Years ago I blogged about Latches and why they are needed by SQL Server. In today’s blog post I want to concentrate a little bit more on the Buffer Latches (BUF), and how they are used by SQL Server during Index Seek Operations. Here you will learn a concept called Latch Coupling.
Index Seek Operations
As you know SQL Server can access the data in an index (Clustered Index or Non-Clustered Index) with a Scan and with a Seek Operation. A Seek operation here uses the Navigation Structure of the B-Tree structure to search for specific records in the leaf level. The following picture illustrates this concept.
In that simple example SQL Server reads the Index Root Page, an Index Page in the level below, and finally the Data Page in the Leaf Level. Every time that SQL Server accesses such a page in the Buffer Pool, a Shared Latch is acquired on that page. That Shared Latch is essential, because it makes the page (which is currently processed) read only in memory:
- Every Exclusive Latch is incompatible with the Shared Latch
Therefore requests to acquire an Exclusive Latch will be blocked, and SQL Server reports the PAGELATCH_EX Wait Type to you.
Now let’s have a look at how SQL Server acquires and releases these Latches on the pages of the Index during the Seek operation. The following code shows a simple Extended Event session that captures the latch_acquired and latch_released event for a specific session id (make sure to change that session id accordingly).
CREATE EVENT SESSION LatchTracking ON SERVER ADD EVENT sqlserver.latch_acquired ( ACTION ( sqlserver.database_id, sqlserver.session_id, sqlserver.sql_text ) WHERE ( [package0].[equal_uint64]([sqlserver].[session_id],(54)) AND [class]=(28)) ), ADD EVENT sqlserver.latch_released ( ACTION ( sqlserver.database_id,sqlserver.session_id,sqlserver.sql_text ) WHERE ( [package0].[equal_uint64]([sqlserver].[session_id],(54)) AND [class]=(28)) ) ADD TARGET package0.event_file ( SET filename=N'c:\temp\LatchTracking.xel' ) WITH ( MAX_MEMORY = 4096 KB, EVENT_RETENTION_MODE = ALLOW_SINGLE_EVENT_LOSS, MAX_DISPATCH_LATENCY = 30 SECONDS, MAX_EVENT_SIZE = 0 KB, MEMORY_PARTITION_MODE = NONE, TRACK_CAUSALITY = OFF, STARTUP_STATE = OFF ) GO
Note: The Filter Predicate on the property “class” restricts to Buffer Latches. Their internal ID is 28. Yes, Extended Events are self-describing…
In the next step I’m now using a simple table to perform a Clustered Index Seek operation. On that table I have previously created a Clustered Index, which consists of 3 Levels in the Navigation Structure (including the Leaf Level).
Latch Coupling in Action
The Extended Event session shows you now which Buffer Latches are acquired for this specific session (as long as you have changed the session id accordingly…) during the Clustered Index Seek operation. When you look at the output you can see that we have captured 6 events: 3 latch_acquired events, and 3 latch_released events.
But the more interesting thing is the order in which SQL Server has acquired and released those Latches. Normally you expect that SQL Server acquires a Latch on a page, processes the page, and finally releases the Latch. But that’s not the truth!

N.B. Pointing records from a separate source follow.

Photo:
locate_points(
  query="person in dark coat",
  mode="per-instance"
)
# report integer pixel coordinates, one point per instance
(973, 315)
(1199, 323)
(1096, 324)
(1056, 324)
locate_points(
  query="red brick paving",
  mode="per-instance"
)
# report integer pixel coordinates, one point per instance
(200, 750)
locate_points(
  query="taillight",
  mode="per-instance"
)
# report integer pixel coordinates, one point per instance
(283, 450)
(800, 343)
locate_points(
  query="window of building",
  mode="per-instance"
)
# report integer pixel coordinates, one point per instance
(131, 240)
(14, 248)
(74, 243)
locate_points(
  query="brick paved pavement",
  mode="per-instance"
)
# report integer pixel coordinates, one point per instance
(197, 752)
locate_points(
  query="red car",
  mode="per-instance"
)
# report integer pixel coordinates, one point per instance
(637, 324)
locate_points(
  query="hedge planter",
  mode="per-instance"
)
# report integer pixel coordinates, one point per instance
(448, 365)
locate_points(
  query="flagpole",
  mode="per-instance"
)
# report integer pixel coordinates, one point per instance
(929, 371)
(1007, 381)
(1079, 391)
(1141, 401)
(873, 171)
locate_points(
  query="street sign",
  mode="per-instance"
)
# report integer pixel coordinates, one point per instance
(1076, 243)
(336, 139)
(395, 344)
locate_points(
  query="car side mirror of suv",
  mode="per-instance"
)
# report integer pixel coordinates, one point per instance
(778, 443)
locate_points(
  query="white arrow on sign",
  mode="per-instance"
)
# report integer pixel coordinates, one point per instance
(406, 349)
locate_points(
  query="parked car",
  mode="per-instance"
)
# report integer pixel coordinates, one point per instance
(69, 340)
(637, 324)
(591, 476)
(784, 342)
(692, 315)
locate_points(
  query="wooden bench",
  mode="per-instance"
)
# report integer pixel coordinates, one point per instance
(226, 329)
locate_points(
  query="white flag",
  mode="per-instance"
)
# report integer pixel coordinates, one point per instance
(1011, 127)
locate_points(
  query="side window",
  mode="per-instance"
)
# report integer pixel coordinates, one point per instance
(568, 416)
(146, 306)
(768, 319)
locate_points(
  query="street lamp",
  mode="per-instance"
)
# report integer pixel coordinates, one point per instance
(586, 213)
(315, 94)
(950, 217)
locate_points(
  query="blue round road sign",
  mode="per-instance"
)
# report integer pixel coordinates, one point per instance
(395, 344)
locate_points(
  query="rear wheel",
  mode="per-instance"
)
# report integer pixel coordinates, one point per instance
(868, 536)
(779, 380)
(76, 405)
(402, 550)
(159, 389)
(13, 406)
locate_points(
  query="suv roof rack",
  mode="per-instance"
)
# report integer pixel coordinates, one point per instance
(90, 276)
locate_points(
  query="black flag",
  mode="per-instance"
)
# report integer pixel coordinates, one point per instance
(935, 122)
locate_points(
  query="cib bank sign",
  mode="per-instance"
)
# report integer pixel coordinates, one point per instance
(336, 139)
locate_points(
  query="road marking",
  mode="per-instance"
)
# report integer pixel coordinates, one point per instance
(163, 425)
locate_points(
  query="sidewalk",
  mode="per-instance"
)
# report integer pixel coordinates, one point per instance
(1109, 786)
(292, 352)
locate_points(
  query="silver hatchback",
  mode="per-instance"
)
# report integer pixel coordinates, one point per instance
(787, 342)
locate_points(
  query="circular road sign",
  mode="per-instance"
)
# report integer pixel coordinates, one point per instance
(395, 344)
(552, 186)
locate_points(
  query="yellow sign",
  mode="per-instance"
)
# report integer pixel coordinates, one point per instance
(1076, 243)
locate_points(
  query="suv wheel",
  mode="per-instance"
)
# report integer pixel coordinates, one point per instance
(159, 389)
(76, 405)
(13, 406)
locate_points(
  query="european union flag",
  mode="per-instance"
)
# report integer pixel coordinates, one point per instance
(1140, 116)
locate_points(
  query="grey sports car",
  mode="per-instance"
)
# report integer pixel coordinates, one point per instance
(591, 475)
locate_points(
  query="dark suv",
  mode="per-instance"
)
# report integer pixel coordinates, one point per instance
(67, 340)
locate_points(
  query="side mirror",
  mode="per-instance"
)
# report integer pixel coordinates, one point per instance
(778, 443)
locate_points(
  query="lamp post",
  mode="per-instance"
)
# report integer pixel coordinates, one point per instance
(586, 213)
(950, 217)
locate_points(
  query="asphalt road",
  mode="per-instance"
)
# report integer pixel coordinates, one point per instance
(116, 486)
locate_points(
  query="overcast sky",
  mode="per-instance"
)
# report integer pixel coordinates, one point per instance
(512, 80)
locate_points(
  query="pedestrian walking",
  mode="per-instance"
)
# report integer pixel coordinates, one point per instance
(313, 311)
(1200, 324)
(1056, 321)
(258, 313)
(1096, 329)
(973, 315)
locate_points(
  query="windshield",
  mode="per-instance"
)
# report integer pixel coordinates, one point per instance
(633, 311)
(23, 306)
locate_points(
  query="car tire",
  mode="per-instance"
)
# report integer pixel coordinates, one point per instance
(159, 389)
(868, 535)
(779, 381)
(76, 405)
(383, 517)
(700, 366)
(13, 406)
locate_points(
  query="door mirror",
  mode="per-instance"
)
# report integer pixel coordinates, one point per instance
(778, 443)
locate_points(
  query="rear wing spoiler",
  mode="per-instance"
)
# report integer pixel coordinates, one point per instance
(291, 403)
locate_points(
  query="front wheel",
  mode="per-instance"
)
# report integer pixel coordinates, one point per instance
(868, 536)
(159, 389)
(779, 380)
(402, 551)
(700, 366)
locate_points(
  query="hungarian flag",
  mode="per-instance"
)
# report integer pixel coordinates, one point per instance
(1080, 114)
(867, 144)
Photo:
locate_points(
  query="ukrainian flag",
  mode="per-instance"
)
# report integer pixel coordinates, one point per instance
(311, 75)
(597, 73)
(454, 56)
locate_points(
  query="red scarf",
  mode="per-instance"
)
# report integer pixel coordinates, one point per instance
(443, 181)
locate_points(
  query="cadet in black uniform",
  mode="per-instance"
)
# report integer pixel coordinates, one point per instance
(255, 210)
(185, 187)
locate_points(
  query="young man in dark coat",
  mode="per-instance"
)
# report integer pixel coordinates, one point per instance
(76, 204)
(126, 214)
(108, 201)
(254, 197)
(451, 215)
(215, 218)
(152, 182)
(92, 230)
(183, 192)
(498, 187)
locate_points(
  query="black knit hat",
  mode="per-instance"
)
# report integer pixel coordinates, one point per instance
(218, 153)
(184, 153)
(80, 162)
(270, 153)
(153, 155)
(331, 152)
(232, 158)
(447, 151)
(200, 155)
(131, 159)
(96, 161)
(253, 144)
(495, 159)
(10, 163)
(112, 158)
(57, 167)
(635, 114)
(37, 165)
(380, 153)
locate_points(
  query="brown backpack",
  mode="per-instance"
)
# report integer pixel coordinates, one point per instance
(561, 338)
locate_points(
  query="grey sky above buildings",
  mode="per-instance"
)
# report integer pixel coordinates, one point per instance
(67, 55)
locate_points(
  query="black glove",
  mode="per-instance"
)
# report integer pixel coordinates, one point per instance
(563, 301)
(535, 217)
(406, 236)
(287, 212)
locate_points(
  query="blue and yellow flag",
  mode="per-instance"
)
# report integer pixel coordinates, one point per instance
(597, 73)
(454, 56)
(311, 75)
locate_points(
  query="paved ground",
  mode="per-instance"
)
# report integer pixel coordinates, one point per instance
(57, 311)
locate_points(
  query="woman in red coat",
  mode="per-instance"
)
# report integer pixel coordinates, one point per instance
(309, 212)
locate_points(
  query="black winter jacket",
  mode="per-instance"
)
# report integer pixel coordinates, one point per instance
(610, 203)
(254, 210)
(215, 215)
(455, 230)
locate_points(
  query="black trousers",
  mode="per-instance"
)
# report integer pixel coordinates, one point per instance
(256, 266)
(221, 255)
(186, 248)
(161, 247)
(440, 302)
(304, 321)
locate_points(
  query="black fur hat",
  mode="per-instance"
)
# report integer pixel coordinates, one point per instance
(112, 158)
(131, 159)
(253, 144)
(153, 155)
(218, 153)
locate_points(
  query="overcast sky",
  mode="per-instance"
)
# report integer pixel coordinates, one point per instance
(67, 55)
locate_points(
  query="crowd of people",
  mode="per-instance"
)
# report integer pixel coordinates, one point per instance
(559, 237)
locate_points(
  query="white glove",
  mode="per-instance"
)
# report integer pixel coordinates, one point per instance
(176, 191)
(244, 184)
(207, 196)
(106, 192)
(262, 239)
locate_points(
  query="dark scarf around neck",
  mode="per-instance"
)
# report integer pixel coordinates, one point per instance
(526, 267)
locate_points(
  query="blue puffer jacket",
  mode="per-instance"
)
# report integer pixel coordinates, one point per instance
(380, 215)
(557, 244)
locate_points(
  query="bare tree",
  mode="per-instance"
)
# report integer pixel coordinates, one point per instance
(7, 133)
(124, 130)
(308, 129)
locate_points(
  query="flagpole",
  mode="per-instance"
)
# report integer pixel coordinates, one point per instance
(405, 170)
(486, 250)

Let’s have a more detailed look at that. In the first step SQL Server acquires a Shared Latch on the Index Root Page (on Page ID 975 in my case). After SQL Server has processed that page, the Clustered Index Seek operation continues by reading the requested page in the level below and acquires a Latch on it (Page ID 257).
Note that the Latch that was acquired on the Index Root Page (Page ID 975) has NOT yet been released. It still remains acquired!
SQL Server only releases the Latch on the Index Root Page when the Latch on the next Index Page was acquired successfully. This approach is called Latch Coupling. It is necessary because SQL Server follows a pointer from one page to another one in the B-Tree structure.
And this pointer must remain stable during the page processing, e.g. it is not allowed that this pointer is invalidated by another worker thread (like a page split operation) in the mean-time. Therefore SQL Server concurrently holds 2 Latches during a (single-threaded) Index Seek operation. The following picture illustrates this very important concept.
The Shared Latch on the Index Root Page (Page ID 975) is released, when SQL Server has successfully acquired the Shared Latch on the page in the level below (page ID 257). When SQL Server has processed this page in the intermediate level, SQL Server again acquires the Shared Latch on the Data Page in the Leaf Level (Page ID 256), and *afterwards* releases the Shared Latch on the page in the Level above (Page ID 257). And as a final step the Shared Latch on Page ID 256 is released when the page was successfully processed.
In this blog post I have shown you how SQL Server acquires and releases Latches during an Index Seek operation through a concept called Latch Coupling. One common misconception is that SQL Server only acquires a Latch on one specific page during the Seek operation. But this is not really the truth as you have seen today.